11:30 GBP Speech by head of the Bank of England Andrew Bailey
Financial market participants are expecting Andrew Bailey to clarify the situation regarding the future policy of the UK central bank. During speeches by the head of the Bank of England, volatility usually rises sharply in the quotes of the pound and the FTSE London Stock Exchange index if he gives any hints of tightening or easing monetary policy of the Bank of England. Probably, Andrew Bailey will also give an explanation regarding the decision made by the Bank of England on the interest rate and touch upon the state and prospects of the British economy after Brexit and the partial lifting of quarantine restrictions due to the coronavirus. If Bailey does not touch on monetary policy issues, the reaction to his speech will be weak
Friday, May 6
01:30 AUD RBA monetary policy report
The monetary policy report provides an overview of economic and financial conditions and an assessment of the risks to financial stability and sustained economic growth. The report is, in a way, a guideline for determining the RBA’s monetary policy plans. A tougher stance on the monetary policy of the RBA is viewed as positive and strengthens the Australian dollar, while a more cautious stance is assessed as negative for the AUD.

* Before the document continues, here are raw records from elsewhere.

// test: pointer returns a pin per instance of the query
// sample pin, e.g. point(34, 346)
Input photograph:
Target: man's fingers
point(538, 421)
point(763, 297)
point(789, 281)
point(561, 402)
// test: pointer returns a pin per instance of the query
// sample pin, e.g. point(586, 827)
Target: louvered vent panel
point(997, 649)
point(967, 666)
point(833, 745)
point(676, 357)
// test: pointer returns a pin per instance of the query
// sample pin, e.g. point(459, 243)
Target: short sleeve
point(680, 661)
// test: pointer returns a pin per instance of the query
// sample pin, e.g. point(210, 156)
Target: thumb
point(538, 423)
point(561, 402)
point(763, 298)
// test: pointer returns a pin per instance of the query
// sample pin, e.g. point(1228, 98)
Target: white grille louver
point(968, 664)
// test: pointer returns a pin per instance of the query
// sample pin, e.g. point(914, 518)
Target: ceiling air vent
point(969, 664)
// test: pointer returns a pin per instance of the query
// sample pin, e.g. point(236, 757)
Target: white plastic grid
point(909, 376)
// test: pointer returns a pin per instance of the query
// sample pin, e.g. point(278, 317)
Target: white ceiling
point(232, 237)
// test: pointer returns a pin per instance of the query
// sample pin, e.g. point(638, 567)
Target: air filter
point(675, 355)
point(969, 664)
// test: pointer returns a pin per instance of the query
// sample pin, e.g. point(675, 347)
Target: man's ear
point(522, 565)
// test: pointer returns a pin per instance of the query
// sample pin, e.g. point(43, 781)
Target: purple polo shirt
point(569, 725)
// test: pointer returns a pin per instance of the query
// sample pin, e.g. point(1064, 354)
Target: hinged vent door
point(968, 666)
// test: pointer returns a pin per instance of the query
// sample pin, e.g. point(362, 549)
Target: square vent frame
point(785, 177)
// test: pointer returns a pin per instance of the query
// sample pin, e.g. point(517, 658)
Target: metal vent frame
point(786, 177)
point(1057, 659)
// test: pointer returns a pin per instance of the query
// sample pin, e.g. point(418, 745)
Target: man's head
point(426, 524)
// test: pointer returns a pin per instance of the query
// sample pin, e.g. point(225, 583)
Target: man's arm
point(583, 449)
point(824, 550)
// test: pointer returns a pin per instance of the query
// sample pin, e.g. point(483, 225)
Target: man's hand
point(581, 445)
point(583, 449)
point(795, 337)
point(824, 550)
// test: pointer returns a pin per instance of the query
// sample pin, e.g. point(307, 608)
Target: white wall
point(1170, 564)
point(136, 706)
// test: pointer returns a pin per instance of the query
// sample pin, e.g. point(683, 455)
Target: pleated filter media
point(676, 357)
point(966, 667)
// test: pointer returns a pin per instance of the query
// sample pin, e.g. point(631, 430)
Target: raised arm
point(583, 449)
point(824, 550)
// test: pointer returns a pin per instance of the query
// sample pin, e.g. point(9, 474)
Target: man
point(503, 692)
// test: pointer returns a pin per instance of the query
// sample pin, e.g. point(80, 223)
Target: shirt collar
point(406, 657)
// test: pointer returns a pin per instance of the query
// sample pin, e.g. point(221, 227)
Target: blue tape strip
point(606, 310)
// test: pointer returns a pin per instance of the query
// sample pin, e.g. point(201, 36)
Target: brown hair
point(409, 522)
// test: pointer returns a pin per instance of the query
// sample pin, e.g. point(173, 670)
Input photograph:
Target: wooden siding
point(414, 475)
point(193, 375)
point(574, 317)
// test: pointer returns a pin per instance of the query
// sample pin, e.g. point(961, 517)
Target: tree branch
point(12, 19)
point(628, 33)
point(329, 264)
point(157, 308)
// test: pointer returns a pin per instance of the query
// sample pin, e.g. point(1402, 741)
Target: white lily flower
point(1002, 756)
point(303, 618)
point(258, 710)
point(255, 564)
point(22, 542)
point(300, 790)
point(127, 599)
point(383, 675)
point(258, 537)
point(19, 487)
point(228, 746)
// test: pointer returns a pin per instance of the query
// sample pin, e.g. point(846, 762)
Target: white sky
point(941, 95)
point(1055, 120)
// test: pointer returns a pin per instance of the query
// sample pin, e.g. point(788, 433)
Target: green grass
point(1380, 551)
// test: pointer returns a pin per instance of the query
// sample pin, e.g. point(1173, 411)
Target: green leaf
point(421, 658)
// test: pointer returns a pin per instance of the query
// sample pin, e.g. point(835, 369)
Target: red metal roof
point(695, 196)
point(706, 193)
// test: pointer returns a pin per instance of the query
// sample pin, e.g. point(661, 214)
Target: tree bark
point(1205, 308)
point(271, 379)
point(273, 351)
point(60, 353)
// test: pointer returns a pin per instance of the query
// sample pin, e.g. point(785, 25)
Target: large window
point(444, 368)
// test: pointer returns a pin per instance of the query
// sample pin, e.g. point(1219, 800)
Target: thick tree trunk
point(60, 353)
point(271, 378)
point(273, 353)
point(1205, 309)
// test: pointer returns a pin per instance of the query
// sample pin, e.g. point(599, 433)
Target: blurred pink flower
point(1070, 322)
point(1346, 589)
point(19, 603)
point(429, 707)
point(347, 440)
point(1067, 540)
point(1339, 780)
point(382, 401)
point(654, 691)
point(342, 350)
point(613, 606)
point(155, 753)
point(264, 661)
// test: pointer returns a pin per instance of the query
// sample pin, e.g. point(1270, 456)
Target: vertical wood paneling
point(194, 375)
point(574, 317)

12:30 USD Average hourly wages. Non-farm Payrolls. Unemployment rate
These are the most important indicators of the state of the labor market in the US in April. Forecast: +0.4% (against +0.4% in March, 0% in February, +0.7% in January 2022, +0.6% in December, +0.3% in November, +0 4% in October, +0.6% in September and August 2021) / +0.400 million (against +0.431 million, +0.678 million in February, +0.467 million in January 2022, +0.199 million in December, +0.210 million in November, +0.531 million in October, +0.194 million in September, +0.235 million in August 2021) / 3.6% (against 3.6% in March, 3.8% in February, 4.0% in January 2022, 3.9% in December, 4.2% in November, 4.6% in October, 4.8% in September, 5.2% in August 2021), respectively.

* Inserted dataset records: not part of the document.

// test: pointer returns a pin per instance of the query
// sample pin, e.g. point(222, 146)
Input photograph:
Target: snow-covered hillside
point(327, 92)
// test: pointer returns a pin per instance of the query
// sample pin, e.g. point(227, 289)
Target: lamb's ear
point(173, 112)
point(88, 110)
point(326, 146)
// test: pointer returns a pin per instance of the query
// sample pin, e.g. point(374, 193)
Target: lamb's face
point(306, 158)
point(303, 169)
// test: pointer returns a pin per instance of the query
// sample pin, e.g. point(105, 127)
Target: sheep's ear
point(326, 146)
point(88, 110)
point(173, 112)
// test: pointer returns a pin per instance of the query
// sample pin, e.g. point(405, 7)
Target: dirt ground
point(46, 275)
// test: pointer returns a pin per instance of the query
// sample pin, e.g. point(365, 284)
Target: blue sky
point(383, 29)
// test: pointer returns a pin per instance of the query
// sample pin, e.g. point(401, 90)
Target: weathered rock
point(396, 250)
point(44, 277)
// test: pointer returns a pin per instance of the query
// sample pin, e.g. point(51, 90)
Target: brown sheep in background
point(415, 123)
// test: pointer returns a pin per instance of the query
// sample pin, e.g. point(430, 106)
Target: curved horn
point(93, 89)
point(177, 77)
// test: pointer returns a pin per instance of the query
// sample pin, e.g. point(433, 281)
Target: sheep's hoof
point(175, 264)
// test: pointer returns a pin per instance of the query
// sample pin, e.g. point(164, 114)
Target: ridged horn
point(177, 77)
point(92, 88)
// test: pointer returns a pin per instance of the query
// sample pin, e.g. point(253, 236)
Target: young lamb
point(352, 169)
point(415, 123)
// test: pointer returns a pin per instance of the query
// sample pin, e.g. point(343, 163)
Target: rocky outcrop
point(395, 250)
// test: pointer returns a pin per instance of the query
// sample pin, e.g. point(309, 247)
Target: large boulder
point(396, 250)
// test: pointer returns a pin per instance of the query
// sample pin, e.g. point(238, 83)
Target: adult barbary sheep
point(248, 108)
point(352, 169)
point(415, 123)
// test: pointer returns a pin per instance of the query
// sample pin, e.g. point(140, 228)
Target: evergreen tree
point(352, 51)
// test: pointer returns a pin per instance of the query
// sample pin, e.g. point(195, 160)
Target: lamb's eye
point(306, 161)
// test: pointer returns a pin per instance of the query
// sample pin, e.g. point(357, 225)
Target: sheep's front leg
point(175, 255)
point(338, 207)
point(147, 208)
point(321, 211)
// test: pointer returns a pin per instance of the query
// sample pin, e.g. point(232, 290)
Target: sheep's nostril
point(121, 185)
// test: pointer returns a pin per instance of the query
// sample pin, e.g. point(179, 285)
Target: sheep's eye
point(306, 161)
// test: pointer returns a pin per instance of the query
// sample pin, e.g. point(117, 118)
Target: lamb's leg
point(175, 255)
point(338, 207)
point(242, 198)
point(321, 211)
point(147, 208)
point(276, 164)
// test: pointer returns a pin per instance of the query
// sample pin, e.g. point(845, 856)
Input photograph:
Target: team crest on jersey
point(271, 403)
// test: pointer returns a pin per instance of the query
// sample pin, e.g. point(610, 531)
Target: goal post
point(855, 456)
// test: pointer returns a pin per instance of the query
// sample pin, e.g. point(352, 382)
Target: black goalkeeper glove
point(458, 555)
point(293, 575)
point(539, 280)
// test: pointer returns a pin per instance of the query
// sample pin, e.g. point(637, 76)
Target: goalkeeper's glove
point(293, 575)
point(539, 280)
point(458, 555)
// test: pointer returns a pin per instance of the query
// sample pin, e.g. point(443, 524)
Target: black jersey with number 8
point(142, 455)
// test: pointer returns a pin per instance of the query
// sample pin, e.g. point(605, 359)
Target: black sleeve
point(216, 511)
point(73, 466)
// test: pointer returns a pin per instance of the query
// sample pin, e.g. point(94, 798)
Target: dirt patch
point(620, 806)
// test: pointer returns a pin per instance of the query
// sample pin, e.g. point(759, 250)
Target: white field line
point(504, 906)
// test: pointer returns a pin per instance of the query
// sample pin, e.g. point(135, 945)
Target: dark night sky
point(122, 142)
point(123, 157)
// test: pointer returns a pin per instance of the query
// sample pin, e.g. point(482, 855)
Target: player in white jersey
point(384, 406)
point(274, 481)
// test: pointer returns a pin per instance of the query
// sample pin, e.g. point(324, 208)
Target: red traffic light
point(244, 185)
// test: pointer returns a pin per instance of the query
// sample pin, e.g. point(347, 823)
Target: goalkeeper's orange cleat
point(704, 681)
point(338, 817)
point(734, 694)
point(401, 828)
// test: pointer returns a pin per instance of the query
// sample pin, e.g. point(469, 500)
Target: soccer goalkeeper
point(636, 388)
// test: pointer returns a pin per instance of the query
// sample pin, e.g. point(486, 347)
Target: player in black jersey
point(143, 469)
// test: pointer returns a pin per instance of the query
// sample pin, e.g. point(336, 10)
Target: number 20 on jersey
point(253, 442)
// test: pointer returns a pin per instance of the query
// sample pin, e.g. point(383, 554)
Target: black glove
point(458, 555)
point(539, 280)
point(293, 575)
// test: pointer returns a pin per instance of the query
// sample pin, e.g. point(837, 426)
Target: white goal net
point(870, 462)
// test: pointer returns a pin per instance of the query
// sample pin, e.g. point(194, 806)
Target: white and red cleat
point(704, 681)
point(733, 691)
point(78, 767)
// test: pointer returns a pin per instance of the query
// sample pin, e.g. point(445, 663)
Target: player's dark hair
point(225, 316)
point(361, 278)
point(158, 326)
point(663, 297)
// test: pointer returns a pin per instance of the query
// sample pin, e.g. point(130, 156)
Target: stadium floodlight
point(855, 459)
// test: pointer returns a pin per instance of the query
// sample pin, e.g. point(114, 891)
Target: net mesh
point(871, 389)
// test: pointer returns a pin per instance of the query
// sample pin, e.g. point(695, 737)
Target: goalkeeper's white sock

In general, the figures can be described as encouraging. The data shows continued improvement in the US labor market after its precipitous fall in the first half of 2020. Before the coronavirus, the US labor market remained strong, indicating the stability of the US economy and supporting the dollar quotes.
Predicting the market reaction to the publication of indicators is often difficult, since many indicators for previous periods are subject to revision. Now it will be even more difficult to do this, because the economic situation in the US and many other major economies remains controversial due to the coronavirus. In any case, when the data from the US labor market is published, a surge in volatility is expected in trading not only in USD, but throughout the financial market. Cautious investors might prefer to stay out of the market during this period of time.

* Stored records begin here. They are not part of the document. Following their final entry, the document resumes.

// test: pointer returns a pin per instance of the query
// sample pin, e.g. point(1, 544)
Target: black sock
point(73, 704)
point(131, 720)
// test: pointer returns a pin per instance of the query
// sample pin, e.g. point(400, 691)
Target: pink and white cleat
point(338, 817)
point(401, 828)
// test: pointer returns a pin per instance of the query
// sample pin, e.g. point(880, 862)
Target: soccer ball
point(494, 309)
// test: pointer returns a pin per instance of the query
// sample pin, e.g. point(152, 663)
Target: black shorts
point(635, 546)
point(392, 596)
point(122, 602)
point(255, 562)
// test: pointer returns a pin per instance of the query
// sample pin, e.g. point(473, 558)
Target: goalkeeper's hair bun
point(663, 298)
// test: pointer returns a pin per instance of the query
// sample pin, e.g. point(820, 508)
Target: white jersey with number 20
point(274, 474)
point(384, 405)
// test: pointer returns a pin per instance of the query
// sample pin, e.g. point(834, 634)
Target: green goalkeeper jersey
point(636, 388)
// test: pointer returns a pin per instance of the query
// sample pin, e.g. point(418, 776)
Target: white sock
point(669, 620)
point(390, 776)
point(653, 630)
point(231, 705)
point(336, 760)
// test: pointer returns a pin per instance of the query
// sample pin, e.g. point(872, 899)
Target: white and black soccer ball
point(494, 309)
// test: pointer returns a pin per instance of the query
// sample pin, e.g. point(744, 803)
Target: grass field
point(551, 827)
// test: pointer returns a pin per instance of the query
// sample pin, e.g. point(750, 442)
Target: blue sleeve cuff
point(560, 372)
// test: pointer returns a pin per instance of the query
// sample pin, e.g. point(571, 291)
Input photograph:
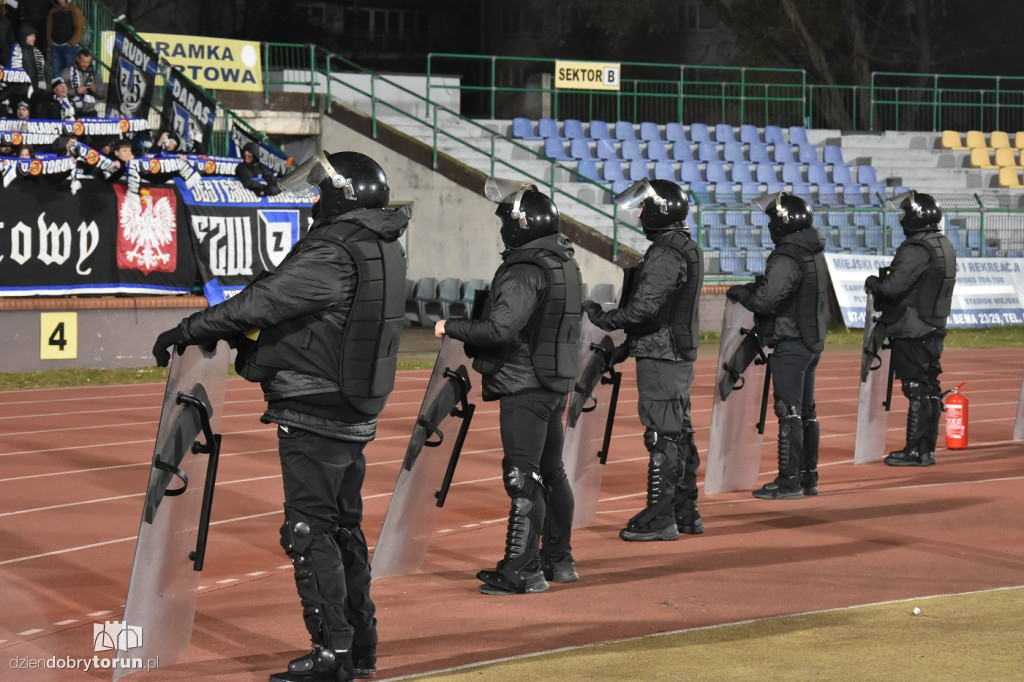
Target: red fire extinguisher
point(955, 419)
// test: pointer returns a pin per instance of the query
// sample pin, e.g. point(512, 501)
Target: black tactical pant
point(532, 436)
point(323, 480)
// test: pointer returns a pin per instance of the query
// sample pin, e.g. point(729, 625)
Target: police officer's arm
point(664, 271)
point(781, 278)
point(515, 297)
point(313, 279)
point(908, 266)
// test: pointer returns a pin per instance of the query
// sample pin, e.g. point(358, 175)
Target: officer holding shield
point(324, 390)
point(788, 305)
point(914, 297)
point(523, 342)
point(659, 312)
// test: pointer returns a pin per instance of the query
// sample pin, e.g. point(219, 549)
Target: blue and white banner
point(989, 292)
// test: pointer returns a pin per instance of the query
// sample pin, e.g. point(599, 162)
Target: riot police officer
point(914, 298)
point(323, 391)
point(788, 305)
point(523, 342)
point(658, 310)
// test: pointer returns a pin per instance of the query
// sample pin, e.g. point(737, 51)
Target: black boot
point(688, 519)
point(656, 521)
point(318, 666)
point(521, 570)
point(809, 463)
point(916, 422)
point(791, 440)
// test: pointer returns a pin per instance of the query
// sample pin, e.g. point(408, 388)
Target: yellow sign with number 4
point(57, 335)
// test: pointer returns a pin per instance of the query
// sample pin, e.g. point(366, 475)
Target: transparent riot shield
point(876, 390)
point(430, 461)
point(1019, 424)
point(737, 413)
point(164, 585)
point(589, 418)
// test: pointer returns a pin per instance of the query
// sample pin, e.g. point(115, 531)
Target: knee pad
point(913, 390)
point(518, 481)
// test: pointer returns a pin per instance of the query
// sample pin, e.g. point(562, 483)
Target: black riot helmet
point(344, 180)
point(919, 212)
point(664, 204)
point(786, 214)
point(526, 213)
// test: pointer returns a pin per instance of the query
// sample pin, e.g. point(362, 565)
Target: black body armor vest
point(807, 305)
point(933, 295)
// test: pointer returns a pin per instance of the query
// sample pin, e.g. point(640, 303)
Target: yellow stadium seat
point(976, 139)
point(998, 139)
point(981, 159)
point(951, 140)
point(1009, 177)
point(1007, 158)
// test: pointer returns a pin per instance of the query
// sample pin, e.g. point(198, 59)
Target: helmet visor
point(304, 180)
point(634, 196)
point(764, 201)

12:30 CAD Unemployment rate in Canada
Statistics Canada is to publish data on the country’s labor market for April. Unemployment has risen in Canada in recent months, including against the backdrop of massive business closures due to the coronavirus and layoffs. Unemployment rose from the usual 5.6% – 5.7% to 7.8% in March to 13.7% in May 2020. If unemployment continues to rise, the Canadian dollar will decline. If the data turns out to be better than the previous value, then the Canadian dollar will strengthen. Decreasing unemployment rate is a positive factor for the CAD, rising unemployment is a negative factor. In March 2022, unemployment was at 5.3% (against 5.5% in February, 6.5% in January, 6.0% in December, 6.1% in November, 6.8% in October, 7, 0% in September 2021). Forecast for April: 5.4%.